Monday, February 19, 2007

Mixing Religion and Politics

A while ago I split my blog into three bits, so that each of them would be a bit more consistent in its subject matter. I’ve noticed that with the divide, this particular part seems to be a mix of religion and politics. I was wondering if I should separate it still further - but I’m not going to. Religion and politics – it’s a potent combination.

There was a time when the general consensus was that the two should be kept separate. For too long the Church of England in particular was happy to oblige. It worked hard to make itself irrelevant by staying out of mainstream politics – the things that really matter to people – and only commenting on fringe issues (like Sunday trading). Not for nothing was it known as “The Conservative Party at prayer.”

A lot of other churches did the same. This lead to a stupid situation where Christians who on the surface claimed to believe in the bible nonetheless contrived to ignore most of what it has to say about social issues (i.e. anything that could be classed as “politics”). The problem still besets large parts of America – including a lot of the people who were duped into voting for GW Bush.

But things are changing. Politics and religion are coming closer together. I’m not just thinking about 9/11 or the Middle East; of the six candidates for Channel 4’s most inspiring political figure of 2007, three were described as devout Christians, and a fourth was a Muslim woman. (The other two were career politicians).

The Church of England, too, is getting more involved in politics. I was thrilled to hear the Archbishop of Canterbury speak out against the Iraq war; our own Bishop of Warwick was a lead speaker in the big local anti-war rally; and the Bishop of Liverpool has made some wonderful (political) suggestions on Radio 4’s Thought for the Day. Best of all is the new Archbishop of York, who always seems to be on the news, and always has something perceptive and Christ-like to say.

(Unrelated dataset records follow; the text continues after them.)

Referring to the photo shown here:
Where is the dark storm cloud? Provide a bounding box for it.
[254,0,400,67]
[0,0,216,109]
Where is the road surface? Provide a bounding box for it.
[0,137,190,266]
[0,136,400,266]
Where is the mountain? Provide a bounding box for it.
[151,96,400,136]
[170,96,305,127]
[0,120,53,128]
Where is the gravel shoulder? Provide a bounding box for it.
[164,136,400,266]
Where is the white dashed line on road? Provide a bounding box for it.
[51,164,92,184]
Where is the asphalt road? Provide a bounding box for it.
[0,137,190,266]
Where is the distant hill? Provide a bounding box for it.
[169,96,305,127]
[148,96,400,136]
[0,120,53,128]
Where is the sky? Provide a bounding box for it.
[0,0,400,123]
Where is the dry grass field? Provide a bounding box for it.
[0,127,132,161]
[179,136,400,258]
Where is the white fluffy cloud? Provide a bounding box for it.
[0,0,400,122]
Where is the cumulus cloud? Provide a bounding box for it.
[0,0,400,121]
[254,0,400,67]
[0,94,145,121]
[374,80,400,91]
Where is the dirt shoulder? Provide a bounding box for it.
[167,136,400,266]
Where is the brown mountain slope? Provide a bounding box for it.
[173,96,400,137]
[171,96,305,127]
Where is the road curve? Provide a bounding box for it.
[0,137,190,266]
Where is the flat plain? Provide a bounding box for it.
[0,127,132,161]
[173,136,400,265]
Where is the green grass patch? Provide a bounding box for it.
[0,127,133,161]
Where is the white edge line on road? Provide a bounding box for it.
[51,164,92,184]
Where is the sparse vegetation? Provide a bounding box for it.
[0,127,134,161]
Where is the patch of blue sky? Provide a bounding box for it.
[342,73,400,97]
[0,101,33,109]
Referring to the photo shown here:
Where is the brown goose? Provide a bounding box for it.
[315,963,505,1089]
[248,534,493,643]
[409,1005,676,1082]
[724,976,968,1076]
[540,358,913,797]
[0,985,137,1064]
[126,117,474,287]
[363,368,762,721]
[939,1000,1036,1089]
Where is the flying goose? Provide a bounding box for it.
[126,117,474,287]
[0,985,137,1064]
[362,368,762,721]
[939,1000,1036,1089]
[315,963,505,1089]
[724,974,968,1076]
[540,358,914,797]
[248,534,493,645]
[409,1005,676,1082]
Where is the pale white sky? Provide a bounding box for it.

I can understand why secular politicians want to keep religion out of their domain. You can’t argue or compromise with someone who knows they are absolutely right because God Himself has told them so. People who don’t like the mixture point to the tea-towel-wearing terrorists of the Middle East. I don’t like what these people stand for either. But separate religion from politics and you lose the likes of Gandhi, Wilberforce, or Martin Luther King. “Keep religion out of politics” is merely the clamour of the secular trying to enforce their values (or lack thereof) on the political sphere to the exclusion of everyone else’s.

I personally think the increasing linking of faith and politics is a good thing for both sides. At best, mixing religion with politics makes our faith more “real” and our politics more principled. At worst … but the problem there is not the mix; it’s simply the wrong kind of religion.